I’d better stop, or it will just turn into a inventory of my collection. This is a topic about which I have many (unfocussed) thoughts that can’t be controlled in a quick reactionary post. One of the aspects I always have a problem with is the subjective versus the objective; in many lists, the academic version tends to be a drier recital of ‘approved’ classics, while the fans’ endeavour will be more about the personal, visceral response to material, leading to a more-personal catalogue. This topic bodes well for an interesting discussion.

6 Comments

  • Anonymous 26 April 2006 at 5:45 pm

    Going deeper into the past, I would certainly add Lee/Kirby FF and the Lee/Ditko Lee/Romita Spiderman.

    From the 70s I would include Steve Englehart’s Captain America, plus his Avengers/Defenders run. And certainly Gene Colan’s Tomb of Dracula.

    Reply
  • Greg 27 April 2006 at 4:14 am

    Sheesh, David, insult me, why don’t you! I thought we were pals!

    Interestingly enough, I’m working on the next installment of the post right now, and Shade, Sandman, Preacher (and/or Hitman), Watchmen (up for discussion), Starman, Transmetropolitan, and Astro City will all make the cut. I’m still trying to decide about Animal Man or Doom Patrol or possibly something else that Morrison has done.

    It’s really a neat topic to think about, simply because of the nature of the medium allows these long runs during which creators can let their imaginations go. The monthly serial nature also means that unlike a novel, these things can go on for years. Neat.

    But now I’m going to go cry because my ego is shattered. You’ll have to excuse me.

    Reply
  • David 27 April 2006 at 12:45 pm

    Thanks for your thoughts, Anonymous; I tired some early FF and Spider-man, but found I couldn’t get through them, mostly due to Lee’s torturous dialogue (same applies to early Dr Strange). I think it comes down to the point I made about the impact it has on you at the time. I have never read the Englehart work or the Tomb of Dracula, so feel free to add it to your own list.

    Greg, dear Greg; I wasn’t insulting you, I’m amazed by your courage! I wouldn’t have the nerve to try something of the scope of your idea. It’s incredibly difficult to be definitive when one hasn’t read enough comics, something you admitted to (and something I will cop to straight away). Your post was well-written as always; it got me thinking so much, I couldn’t reply in the comments section and had to post something of my own.

    It is a very interesting topic to ponder, and there is something quite magical about the long run of a series by one main creator, that makes it even more special.

    I look forward to the next installment, not just because you agree with some of my choices :), but because it will be interesting to see your reasoning and thought processes.
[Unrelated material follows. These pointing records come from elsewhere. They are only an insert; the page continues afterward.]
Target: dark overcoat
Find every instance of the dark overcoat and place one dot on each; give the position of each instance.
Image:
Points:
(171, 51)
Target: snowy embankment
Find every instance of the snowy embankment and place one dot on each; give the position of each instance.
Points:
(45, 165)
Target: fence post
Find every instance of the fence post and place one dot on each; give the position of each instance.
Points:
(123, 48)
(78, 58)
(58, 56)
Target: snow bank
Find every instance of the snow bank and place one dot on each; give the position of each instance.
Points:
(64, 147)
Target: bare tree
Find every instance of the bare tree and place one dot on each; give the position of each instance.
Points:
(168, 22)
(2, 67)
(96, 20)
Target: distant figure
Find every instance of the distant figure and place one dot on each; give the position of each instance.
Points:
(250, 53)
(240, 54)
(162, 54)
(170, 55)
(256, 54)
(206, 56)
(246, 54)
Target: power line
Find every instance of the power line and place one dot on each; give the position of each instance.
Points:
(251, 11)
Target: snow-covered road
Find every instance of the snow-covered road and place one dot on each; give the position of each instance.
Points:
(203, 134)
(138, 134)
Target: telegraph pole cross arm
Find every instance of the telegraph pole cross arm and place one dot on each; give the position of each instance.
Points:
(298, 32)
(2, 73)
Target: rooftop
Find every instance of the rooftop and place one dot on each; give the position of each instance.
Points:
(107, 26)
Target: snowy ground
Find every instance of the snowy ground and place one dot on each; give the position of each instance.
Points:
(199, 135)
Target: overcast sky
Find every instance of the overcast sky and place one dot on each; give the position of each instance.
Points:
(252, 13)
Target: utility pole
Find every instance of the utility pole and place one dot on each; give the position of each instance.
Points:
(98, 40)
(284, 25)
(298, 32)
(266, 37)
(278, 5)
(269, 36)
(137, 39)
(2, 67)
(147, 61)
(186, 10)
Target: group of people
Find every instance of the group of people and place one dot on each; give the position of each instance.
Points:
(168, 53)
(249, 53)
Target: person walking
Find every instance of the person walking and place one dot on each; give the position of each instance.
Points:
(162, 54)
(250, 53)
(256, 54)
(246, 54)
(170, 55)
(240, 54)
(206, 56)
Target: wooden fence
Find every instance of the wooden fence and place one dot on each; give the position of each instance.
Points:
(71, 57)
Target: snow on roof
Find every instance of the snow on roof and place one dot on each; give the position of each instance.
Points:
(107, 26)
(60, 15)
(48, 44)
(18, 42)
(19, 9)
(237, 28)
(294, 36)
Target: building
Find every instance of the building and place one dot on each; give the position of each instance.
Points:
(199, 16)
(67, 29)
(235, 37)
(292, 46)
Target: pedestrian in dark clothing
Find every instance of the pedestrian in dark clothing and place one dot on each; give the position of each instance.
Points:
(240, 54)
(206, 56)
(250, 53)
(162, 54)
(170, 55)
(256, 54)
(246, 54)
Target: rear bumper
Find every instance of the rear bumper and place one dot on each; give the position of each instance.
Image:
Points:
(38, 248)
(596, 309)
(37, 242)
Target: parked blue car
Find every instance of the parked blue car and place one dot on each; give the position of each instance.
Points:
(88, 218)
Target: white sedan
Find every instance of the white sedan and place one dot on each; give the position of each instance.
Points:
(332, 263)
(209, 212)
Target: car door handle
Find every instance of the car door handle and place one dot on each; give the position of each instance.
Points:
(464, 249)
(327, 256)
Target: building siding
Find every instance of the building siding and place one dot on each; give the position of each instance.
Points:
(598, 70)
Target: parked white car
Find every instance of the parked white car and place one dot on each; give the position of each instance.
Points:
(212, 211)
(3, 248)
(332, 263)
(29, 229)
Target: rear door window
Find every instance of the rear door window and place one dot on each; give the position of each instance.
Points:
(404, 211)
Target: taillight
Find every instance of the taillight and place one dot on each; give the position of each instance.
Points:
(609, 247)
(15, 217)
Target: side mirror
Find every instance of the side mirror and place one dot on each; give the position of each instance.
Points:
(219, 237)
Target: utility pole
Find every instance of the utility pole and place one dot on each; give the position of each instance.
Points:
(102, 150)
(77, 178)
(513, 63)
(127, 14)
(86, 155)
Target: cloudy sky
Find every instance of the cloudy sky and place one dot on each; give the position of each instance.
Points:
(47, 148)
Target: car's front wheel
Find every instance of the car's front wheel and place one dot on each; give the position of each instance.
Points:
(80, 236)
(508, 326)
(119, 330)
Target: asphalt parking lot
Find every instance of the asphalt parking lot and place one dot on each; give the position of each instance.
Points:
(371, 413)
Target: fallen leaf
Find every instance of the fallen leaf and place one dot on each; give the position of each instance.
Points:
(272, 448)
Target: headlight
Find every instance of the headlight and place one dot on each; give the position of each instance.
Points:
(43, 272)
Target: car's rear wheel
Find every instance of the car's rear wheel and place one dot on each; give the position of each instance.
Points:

    I didn’t mean to shatter your ego; do you want me to say nice things in your comments section to repair any unintended damage?

    Reply
  • Greg 27 April 2006 at 2:41 pm

    I think I’ll survive!

    Reply
  • Dale 27 April 2006 at 7:24 pm

    Brubaker’s run on CATWOMAN deserves some love.
    He is being recognized finally for being A-list talent for his Marvel work, but I just reread his CATWOMAN run again and it’s perfect. Selina was sad, fickle, and perhaps the most complicated woman in comics… and he made it all intense and fun.
    His SLEEPER was terrific stuff- Gee it sounds like I’m a fanatic here…
    Also the first 15 issues of GOTHAM CENTRAL were tight.
    ——–

    Also THE ULTIMATES volume one didn’t have a clunker in the mix. We just had to wait forever.

    Reply
  • David 28 April 2006 at 12:53 pm

    Can’t argue with The Ultimates, Dale; I will be writing a post about the near-perfect first season when I can access my comics again after the move.

    I’m very tempted to read Brubaker’s Catwoman; I’ve heard nothing but good things, even with a character I feel is very silly (but I realise I am in the minority on that one), and his work on the other books you mention (and Scene of The Crime, for example) certainly suggests it warrants attention.

    Glad to hear you will survive, Greg!